Sorry but it feels good to get this out of my head. Anyways, back to the topic - Is it typical to have a delayed period after a miscarriage?
This site has been a wonderful help for me. Until I found an article here, I had not been able to put into words the pain and sadness I have felt. My husband and I had only been married a month when I found out that I was pregnant. We had only a few days to celebrate until I started bleeding. I felt like no one understood my emotions. My husband was a wonderful support for me - he didnt try to blame me or say "better luck next time" he just silently and gently consolled me as I grieved. It seemed like I could not stop crying no matter what.. I have never been so sad in all my life. But when I told my mother, she said "well you shouldnt let your husband drink alchohol when you might be getting pregnant." and then she made a comment about how I must not have been eating enough folic acid. And that it was for the best because of our finances. And this way I will get to enjoy our newly wed years. I would have enjoyed my baby!! None of this was my fault - in all likelyhood it was a simple chromosome imbalance. Doomed from conception.

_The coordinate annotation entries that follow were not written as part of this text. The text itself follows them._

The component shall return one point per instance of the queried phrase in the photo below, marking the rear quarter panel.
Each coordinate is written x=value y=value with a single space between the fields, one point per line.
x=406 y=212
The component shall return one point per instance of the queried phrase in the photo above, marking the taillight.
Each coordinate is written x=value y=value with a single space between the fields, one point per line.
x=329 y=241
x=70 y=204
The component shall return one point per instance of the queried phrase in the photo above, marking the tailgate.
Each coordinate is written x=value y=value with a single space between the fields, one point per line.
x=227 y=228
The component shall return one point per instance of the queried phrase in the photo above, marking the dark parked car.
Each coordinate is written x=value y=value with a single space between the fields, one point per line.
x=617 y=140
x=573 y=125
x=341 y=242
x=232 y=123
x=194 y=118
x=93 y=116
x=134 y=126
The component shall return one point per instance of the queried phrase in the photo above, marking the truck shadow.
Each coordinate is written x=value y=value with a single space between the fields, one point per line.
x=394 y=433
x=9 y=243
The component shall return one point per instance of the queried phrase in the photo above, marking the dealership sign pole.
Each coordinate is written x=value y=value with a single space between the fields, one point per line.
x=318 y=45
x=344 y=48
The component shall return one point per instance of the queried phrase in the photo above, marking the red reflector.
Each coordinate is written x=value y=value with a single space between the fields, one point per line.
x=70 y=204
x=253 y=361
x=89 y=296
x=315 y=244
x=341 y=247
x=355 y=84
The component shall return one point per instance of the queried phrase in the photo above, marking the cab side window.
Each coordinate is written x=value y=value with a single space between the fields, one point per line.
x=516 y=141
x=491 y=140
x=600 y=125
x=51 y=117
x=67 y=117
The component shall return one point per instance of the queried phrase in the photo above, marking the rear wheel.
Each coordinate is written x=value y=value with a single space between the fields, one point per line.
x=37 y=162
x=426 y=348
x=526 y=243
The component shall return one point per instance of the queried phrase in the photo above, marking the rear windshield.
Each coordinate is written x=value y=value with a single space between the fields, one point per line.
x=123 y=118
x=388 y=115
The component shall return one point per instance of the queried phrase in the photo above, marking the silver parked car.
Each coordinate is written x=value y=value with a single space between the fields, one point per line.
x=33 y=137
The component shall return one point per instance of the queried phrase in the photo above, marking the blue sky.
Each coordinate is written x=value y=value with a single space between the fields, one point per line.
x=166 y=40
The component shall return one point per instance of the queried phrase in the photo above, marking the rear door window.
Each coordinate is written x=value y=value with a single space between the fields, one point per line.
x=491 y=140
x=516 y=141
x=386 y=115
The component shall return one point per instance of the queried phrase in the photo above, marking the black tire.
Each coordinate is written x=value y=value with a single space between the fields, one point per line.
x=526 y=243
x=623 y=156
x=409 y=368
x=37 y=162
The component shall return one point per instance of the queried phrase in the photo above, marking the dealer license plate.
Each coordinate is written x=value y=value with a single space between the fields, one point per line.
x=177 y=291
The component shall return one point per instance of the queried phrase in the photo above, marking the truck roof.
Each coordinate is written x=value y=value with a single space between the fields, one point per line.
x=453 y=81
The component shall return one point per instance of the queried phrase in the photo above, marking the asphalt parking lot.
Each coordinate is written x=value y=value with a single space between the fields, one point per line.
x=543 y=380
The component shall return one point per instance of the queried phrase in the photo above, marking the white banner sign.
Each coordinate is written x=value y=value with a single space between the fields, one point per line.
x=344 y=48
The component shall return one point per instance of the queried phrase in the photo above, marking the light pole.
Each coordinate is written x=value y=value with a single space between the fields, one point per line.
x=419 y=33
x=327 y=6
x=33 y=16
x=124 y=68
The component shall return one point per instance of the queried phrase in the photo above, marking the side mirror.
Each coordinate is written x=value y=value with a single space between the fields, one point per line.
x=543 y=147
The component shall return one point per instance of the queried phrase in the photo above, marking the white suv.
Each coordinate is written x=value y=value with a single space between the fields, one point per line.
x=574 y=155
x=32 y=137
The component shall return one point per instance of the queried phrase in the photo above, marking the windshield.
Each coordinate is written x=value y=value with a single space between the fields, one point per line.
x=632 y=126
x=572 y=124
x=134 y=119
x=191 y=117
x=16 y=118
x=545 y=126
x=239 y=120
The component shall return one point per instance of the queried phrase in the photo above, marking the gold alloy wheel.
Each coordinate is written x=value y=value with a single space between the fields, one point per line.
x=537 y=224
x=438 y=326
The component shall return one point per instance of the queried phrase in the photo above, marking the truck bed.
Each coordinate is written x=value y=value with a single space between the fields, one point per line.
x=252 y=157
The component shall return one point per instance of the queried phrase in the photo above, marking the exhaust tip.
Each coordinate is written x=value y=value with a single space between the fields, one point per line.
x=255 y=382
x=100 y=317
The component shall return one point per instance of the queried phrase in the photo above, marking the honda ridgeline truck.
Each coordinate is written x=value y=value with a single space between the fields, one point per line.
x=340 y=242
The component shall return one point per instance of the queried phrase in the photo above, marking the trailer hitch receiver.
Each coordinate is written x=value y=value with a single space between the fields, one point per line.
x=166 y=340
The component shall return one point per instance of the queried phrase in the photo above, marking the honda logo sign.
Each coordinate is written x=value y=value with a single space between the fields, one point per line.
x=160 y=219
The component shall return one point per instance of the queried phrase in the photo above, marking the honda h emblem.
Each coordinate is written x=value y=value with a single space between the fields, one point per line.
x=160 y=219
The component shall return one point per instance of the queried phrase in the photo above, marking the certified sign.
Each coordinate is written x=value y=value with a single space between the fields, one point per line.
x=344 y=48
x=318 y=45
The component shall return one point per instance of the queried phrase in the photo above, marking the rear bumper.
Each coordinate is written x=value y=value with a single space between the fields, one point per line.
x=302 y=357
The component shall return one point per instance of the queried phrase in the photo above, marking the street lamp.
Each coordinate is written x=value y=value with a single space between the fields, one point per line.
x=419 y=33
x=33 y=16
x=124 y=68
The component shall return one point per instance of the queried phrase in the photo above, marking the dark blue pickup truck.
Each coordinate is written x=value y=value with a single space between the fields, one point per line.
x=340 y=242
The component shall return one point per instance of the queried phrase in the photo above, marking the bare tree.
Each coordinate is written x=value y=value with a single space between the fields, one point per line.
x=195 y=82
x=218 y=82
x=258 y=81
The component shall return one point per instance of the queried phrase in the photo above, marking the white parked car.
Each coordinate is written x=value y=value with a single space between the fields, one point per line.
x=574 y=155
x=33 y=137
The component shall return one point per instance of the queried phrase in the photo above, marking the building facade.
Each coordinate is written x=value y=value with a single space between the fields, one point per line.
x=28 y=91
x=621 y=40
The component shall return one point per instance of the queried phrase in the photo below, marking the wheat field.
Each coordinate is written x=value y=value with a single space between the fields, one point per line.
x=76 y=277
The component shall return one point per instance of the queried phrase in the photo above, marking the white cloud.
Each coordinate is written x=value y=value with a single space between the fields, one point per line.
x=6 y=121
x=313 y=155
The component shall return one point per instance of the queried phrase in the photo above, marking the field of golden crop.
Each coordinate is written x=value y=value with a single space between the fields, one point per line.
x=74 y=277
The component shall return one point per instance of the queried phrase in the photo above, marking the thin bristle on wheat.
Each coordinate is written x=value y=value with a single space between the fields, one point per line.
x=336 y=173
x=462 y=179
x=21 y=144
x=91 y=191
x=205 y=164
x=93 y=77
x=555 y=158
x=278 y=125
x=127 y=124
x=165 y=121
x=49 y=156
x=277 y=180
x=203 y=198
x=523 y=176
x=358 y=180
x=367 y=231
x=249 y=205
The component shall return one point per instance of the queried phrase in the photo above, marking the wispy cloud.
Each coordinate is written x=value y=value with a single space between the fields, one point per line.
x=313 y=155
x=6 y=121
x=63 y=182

The worst was when my brother in laws girlfriend (who had just weeks before voluntarily aborted a healthy ten week old pregnancy) said "I know how you feel." I couldnt believe it! How can someone who willingly killed their baby understand how I feel when I have been robbed of mine. When my neighbor found out she said "oh well you should have gone to the doctor as soon as you saw blood - they couldve prevented it." No they couldnt have. It isnt possible. What a cruel thing to say.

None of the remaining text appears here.